Transforming our Campuses into Spaces that Welcome, Support, and Value LGBT Students

 By: Jamie Piperato, Founder of


In 2016, more than 160 anti-LGBT bills were introduced in state legislatures, each bringing with them concerns about access and civil rights for students and campus stakeholders. As we make our way through 2017, our country, matches this number and introduces violent policies into law across the nation. As professionals, it is our responsibility to transform our campuses into spaces that welcome, support, and value LGBT students. This article provides three action steps that professionals can do to create a culture shift on their campus.


Take Responsibility for Our Action(s)

Elie Wiesel said, “We must always take sides. Neutrality helps the oppressor, never the victim. Silence encourages the tormentor, never the tormented.” As professionals, silence during times of injustice is irresponsible and harmful as is blaming others for injustices without reflecting on our own actions. As professionals, transforming our campus culture begins with taking responsibility for our own contributions to oppressive structures and our own lack of understanding around marginalized communities. To create a culture shift on our campus, we must be transparent and model the way for our students and colleague. 

How do we do this? What are the first steps to becoming more aware of how we perpetuate and support systems of oppression in our own work? How do we become more aware of our own capacity to engage in these conversations and our own prejudices that prevent us from advocating for the LGBT community. To begin on the journey of answering these questions, we must reflect on the following: (1) why we are uncomfortable discussing the experiences of people within the LGBT community; (2) why our campus culture does not value and support people in the LGBT community; (3) what bias we may have that is impacting our work for this community; and (4) how do we contribute to the harmful actions towards this community on our campus (and in our own lives). These questions will assist professionals on their journey to build their capacity to have these conversations and advocate for the LGBT community on their campus.

Please note: the questions listed above are only a starting point for professionals.


Prioritizing Educational Trainings for Students and Staff

All across the country, on both conservative and liberal campuses, we are making LGBT students feel unworthy and invisible because of our own unfamiliarity and discomfort in having conversations about sexuality and gender identity. Every year, many of our campuses provide students and staff educational opportunities through mediums such as programs, retreats, or conferences. Prioritizing education trainings about the LGBT community within these opportunities helps contribute to a culture shift within our organizations.

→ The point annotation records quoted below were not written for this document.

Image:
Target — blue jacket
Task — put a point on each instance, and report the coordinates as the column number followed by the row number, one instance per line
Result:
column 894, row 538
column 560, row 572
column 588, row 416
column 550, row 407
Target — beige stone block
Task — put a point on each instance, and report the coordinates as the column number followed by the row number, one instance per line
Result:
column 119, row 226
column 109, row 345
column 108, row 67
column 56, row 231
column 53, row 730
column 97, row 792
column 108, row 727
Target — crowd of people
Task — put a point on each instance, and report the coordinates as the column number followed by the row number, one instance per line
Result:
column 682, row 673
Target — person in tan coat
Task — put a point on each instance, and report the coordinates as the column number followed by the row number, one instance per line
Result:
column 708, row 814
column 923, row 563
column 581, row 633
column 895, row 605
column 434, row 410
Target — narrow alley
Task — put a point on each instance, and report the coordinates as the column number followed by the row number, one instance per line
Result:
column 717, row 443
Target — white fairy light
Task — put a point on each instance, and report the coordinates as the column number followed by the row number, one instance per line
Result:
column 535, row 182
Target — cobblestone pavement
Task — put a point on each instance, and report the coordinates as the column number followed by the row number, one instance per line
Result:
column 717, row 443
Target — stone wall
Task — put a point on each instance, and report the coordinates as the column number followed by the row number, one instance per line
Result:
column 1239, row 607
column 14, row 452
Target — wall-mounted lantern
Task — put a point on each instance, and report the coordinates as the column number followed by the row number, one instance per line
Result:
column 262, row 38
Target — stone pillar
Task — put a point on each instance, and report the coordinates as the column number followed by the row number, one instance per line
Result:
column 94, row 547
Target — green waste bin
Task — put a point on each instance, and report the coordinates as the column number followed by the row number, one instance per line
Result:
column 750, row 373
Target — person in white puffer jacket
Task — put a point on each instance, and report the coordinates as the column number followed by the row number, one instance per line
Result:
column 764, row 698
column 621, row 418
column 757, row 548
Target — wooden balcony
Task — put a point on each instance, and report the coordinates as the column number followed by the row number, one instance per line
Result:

How can we be consistent in providing trainings about the LGBT community? How do we fit more than one program about the LGBT community into our schedule? How do we center the experiences of marginalized students in our conversations? There isn’t one “right” answer and the “right” answer for your campus may be different than the “right” answer for another campus. But, on our campuses (and within Fraternity and Sorority Life) there are a few themes that always emerge in our programs for students such as community, values, integrity, relationship building, communication, etc. All of these themes are threatened if people do not believe they belong or feel welcomed. Discussing equity and inclusion in one program throughout the year will not create a culture shift for your campus or organization. Infusing these conversations into the DNA of your programs will help emphasize the importance of creating spaces that are inclusive for LGBT students.


Hold Our Organizations Accountable & Challenge Them to Be Better

James Baldwin said, “I love America more than any other country in this world, and, exactly for this reason, I insist on the right to criticize her perpetually.”

As professionals who are committed to creating a culture shift at our institutions, we must become comfortable with critiquing the organizations that guide our practice. This means that the policies, competencies, and structures modeled for us by our organizations (whether they are professional organizations, student organizations, national chapters, or campuses) must be held accountable and challenged when appropriate. Many of our organizations are microcosms of our larger society and many of them were founded in a time that supported racism, homophobia, transphobia, sexism, and religious oppression. We cannot afford to be naive and think that these same -isms are not threaded throughout our student organizations, national chapters, campuses, and professional organizations. We must be willing, out of our love for our organizations, to critique and challenge the systems of oppression that exist in our communities.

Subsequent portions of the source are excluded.